I remember the first time you smiled – a genuine smile that lit up your face. Weeks of visiting you on your wooden frame bed, the stench of urine and waste on the dirt floor and wondering if you even knew I was there as you sat vacantly not wanting to move or interact. But at last we had really connected
Eye to eye – heart to heart. In the absence of language so much was communicated and you had for short moment something to smile about. Maybe it was the bubbles I had blown for you because you reached out your finger to pop them and looked at me with intrigue….
You studied the plastic shapes, rotating them in your hand and even tried to stack them. If I dropped one on purpose you reached down to retrieve it…..You pointed excitedly at the picture book, the basketball and the bike. What kind of life had you known before your abandonment? Your family? Your memories? What was your real name? So much I longed to know and understand.

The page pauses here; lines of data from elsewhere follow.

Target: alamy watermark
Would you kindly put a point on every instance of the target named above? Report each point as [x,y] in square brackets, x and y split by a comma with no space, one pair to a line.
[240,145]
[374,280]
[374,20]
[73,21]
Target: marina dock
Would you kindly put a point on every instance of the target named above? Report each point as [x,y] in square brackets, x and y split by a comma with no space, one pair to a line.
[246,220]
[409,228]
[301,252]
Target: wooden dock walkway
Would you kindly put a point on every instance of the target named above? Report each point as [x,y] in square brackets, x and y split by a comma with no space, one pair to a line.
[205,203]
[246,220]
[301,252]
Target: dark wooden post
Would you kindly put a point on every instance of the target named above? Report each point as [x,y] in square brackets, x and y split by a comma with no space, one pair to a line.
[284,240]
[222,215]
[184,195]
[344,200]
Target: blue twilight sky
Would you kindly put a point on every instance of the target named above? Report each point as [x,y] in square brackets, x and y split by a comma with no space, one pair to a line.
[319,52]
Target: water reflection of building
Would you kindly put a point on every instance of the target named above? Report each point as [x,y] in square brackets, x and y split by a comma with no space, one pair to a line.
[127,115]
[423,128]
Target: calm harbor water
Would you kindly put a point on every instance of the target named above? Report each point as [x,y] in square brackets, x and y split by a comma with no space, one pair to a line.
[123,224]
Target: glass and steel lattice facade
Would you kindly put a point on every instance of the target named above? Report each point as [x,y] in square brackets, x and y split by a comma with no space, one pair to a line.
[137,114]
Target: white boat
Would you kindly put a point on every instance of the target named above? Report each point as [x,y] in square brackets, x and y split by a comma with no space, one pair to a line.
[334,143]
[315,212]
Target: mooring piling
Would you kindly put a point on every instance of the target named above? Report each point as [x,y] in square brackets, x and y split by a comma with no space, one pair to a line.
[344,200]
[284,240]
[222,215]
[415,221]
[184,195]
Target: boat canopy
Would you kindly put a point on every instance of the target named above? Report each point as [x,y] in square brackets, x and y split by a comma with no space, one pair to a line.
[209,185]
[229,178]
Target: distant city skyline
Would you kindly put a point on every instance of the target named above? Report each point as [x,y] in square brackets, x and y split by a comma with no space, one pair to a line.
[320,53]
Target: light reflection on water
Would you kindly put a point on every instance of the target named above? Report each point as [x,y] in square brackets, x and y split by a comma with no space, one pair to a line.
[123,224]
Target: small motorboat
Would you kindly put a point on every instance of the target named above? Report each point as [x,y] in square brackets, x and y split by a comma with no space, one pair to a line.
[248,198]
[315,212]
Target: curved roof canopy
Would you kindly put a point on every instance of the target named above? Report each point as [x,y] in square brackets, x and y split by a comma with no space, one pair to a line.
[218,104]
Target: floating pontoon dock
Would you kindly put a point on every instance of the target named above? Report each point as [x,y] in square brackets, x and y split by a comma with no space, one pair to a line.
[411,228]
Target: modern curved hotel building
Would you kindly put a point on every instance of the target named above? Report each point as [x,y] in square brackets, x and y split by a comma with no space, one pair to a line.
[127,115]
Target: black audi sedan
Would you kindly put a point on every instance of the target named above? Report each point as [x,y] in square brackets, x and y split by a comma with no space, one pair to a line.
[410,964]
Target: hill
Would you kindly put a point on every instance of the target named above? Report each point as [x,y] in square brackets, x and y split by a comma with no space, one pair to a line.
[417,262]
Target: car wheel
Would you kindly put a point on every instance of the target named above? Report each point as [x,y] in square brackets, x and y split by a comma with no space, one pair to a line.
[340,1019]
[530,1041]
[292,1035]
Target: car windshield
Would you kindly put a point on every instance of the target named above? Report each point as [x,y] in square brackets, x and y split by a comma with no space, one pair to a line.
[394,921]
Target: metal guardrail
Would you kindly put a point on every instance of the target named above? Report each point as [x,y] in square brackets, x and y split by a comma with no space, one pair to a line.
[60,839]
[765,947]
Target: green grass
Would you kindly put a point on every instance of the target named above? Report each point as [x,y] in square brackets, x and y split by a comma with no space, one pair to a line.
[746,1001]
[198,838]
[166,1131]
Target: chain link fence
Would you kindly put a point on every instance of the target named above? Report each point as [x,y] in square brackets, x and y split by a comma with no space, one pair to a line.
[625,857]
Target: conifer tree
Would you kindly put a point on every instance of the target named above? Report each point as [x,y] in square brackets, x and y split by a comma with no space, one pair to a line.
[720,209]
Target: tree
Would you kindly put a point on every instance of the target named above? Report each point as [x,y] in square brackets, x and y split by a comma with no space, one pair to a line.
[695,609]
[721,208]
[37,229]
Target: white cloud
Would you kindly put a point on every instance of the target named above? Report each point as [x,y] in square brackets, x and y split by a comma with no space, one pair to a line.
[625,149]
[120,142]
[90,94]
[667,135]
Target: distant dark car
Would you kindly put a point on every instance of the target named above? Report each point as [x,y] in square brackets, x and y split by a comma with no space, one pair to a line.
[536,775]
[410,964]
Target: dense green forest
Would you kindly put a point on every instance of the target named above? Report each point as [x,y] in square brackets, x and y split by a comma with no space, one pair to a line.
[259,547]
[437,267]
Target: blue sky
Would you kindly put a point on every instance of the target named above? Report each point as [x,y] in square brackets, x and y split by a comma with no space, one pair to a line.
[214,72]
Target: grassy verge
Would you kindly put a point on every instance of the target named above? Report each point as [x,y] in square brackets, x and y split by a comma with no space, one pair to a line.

They said it was a miracle when you got out of your wheelchair and walked with me. It wasn’t a miracle at all – you had the ability but had been left too long. You picked up your feet so deliberately and the other boys laughed as you marched. I wondered what else you could do if given the opportunity?
There was so much life- a beautiful soul in a neglected body, caked in dirt, ingrained into your skin, always a running nose and deep echoing cough that never seemed to go away– a beautiful life hidden in the corner, forgotten and unappreciated….
I kissed you on your cheek at Christmas and promised we would have a place for you one day where you could know love, a home, a place to belong, to grow and be more than what you had been so long limited to. I dreamed it as a place for you. I drew a room for you downstairs in the plans and imagined you there on a proper bed, with a pillow and blanket, clean, with your book, laughing…..That dream was too late in coming for you…I’m so sorry it has taken so long….
You will never know how much your life inspired me – to reach out beyond myself, to believe that it is possible to make a difference. Knowing you and loving you, was the seed. May the tears that stream down be as liquid prayers to water it….and may it grow, not as a memorial but as a promise that you and countless other children like you deserve so much more….
Be loved dear one in the arms of your Father– who saw you and knew you and holds you forever.